Outcomes were comparable for the secondary efficacy endpoint of cardiovascular death, nonfatal MI, ischemic stroke, and definite or probable stent thrombosis between the study and control groups (1.51% vs 1.40%; HR 1.08; 95% CI 0.67-1.75). However, the secondary safety endpoint of BARC 2, 3, or 5 bleeding showed an advantage with indobufen (2.97% vs 4.71%; HR 0.63; 95% CI 0.46-0.85), thanks to a significant difference in BARC 2 bleeding (1.68% vs 3.49%; P < 0.001).

More Study, Cost Analysis Needed

“The authors should be congratulated for performing the largest randomized comparison of indobufen and aspirin,” Schüpke said, acknowledging that the trial was both open label and had event rates that “were somewhat lower than expected.”

She noted that the DAPT duration used in this study is longer than what is currently recommended for elective PCI. “If you look at the curves, you can see that the benefit for indobufen starts at about 6 weeks after PCI, the time point around which removal of aspirin is becoming standard after elective PCI,” Schüpke said. Because of that, these results might have generalizability issues.

Also, because randomization in OPTION happened after successful PCI, it’s likely that a “high” number patients in both groups received periprocedural aspirin, she pointed out.

Looking at the overall benefit observed in the trial, “even though it was impressive, it was mostly driven from bleeding,” said Dipti Itchhaporia, MD (Hoag Memorial Hospital Presbyterian, Newport Beach, CA), immediate past president of the American College of Cardiology, who commented on the findings for TCTMD. “Can you achieve that same thing by doing shorter dual antiplatelet therapy?”

She also said she would like to see the OPTION results reproduced at other centers. Price is going to be an issue, as well, especially as clinicians have become more aware of medication costs and aspirin is likely cheaper. Still, Itchhaporia acknowledged that indobufen might appeal for certain patients, especially those at high bleeding risk.
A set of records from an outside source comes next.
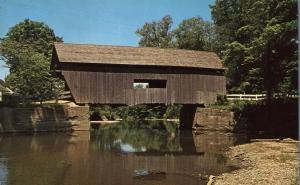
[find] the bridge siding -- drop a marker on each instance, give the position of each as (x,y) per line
(113,84)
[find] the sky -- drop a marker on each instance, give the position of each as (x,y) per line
(107,22)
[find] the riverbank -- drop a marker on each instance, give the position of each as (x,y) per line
(263,163)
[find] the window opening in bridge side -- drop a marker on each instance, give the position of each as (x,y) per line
(149,83)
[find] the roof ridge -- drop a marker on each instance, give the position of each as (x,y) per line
(143,47)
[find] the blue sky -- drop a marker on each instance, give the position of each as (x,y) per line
(111,22)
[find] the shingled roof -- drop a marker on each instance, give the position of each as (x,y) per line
(126,55)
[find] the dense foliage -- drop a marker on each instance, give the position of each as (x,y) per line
(27,50)
(257,40)
(193,33)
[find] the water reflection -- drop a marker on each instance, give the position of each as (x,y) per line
(112,155)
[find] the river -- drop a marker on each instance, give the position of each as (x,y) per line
(119,154)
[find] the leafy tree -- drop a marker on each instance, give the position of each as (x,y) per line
(32,78)
(194,34)
(258,43)
(156,33)
(26,50)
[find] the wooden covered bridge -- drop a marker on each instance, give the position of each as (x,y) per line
(99,74)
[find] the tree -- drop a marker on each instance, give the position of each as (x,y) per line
(156,33)
(258,44)
(194,34)
(26,50)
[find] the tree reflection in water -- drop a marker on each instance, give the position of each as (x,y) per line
(137,136)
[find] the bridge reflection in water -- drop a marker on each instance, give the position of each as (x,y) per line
(112,154)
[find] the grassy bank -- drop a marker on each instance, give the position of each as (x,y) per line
(263,163)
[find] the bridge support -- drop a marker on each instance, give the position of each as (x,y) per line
(187,115)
“Based on the results of the OPTION trial, indobufen is an alternative to aspirin in biomarker negative patients undergoing PCI with drug-eluting stents and treated with clopidogrel, particularly in cases of aspirin allergy or intolerance,” Schüpke concluded. “Yet the additional value of indobufen compared to placebo after the periprocedural use of aspirin remains unclear.”